Racial injustice goes so much deeper than the outward appearance. It’s not about skin, it’s about sin.

That’s why the church needs to stop pandering to the racial justice movement that the world has sneaked in. We need to remember that in Christ, all are equal. We have one Lord, one faith, one baptism and we have one inheritance and one citizenship.

The children of God are God’s children, he puts no markers on us to divvy us up. Salvation is the same for everyone, your soul has no colour.

The Bride of Christ is mixed race and Christ declares her beautiful. When we become part of the Church, we become part of the Bride and our sins — against one another as well as against God — are repented of and forgiven. If Christ has forgiven my brother for racism, for lying, for stealing, for lust, for gluttony, for covetousness, for dishonouring his parents, for blaspheming, for whatever else he did while he was still dead in sin, who am I to hold against him what Christ has already covered?

Unless you yourself are God (hint: that would be a no), you cannot continue to hold sin against someone who has already repented and turned from it. So why are there those in our pulpits who call for we paler members to repent of historic grievances that we had no part in and do not condone (many of us weren’t even born when they happened)?

Being aware and clued in and active in fighting racial and social injustice (real and perceived because there is both) is not the answer. This is not what we should be preaching from our pulpits. There is a far deeper problem, a plague, a curse in the very core of who we are as human beings and if we fight that, then everything else will begin to change like ripples spreading outward. To be rid of it, we must strike at the very root of the problem and that problem is, quite simply, sin.

Woke Ain’t the Answer

As I said, racism is one of many outward expressions of the corruption of sin at work in us. The history of mankind shows that we will fight over absolutely anything and absolutely nothing. So rather than focus so heavily on race, we should be preaching the gospel.
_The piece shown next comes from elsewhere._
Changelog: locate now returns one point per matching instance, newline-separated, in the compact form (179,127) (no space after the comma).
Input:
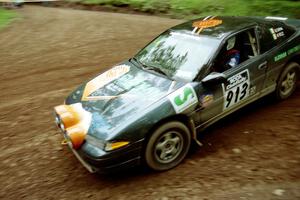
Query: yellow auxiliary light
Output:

Why? Because woke is not the answer, resurrection is. The world is not sleeping, it’s dead.

Mankind is stone dead in sin. The only thing that can rouse the world from its grave is a divine act. The world needs life that only God can give. Life comes through hearing and hearing by the word so preach the word. Preach Christ crucified, preach him resurrected, preach him making the way open for us to be forgiven and reconciled to God because when we are reconciled to God, then we will find ourselves truly reconciled to our fellow men.

Don’t be sidetracked by preaching social issues. Until we have divine reconciliation, we will never see racial or social or familial reconciliation. Not until God regenerates our hearts.

The world has distracted you from your true message: Christ crucified. Sure, racism, abortion, trafficking, poverty, hunger, war, these are all things we should fight against but they’re lace on a pig until we are made right with God.

Preach sin and death and hell. Preach repentance, forgiveness, and reconciliation with God. Preach man’s greatest need and God’s great answer. That’s the real issue. That’s what changes everything.  Cut off the head of racism and the root will remain unharmed, growing back either the same or in a slightly different guise, it doesn’t matter. But strike at the root, sin, and things will finally start to change.

We have one job: to preach Christ. Nothing else can be allowed to distract us from this, no matter how noble a cause it may seem. Repentance from sin and faith in Christ are the only things that are going to change men’s hearts and attitudes.

So preach the gospel because woke is not the answer, resurrection is.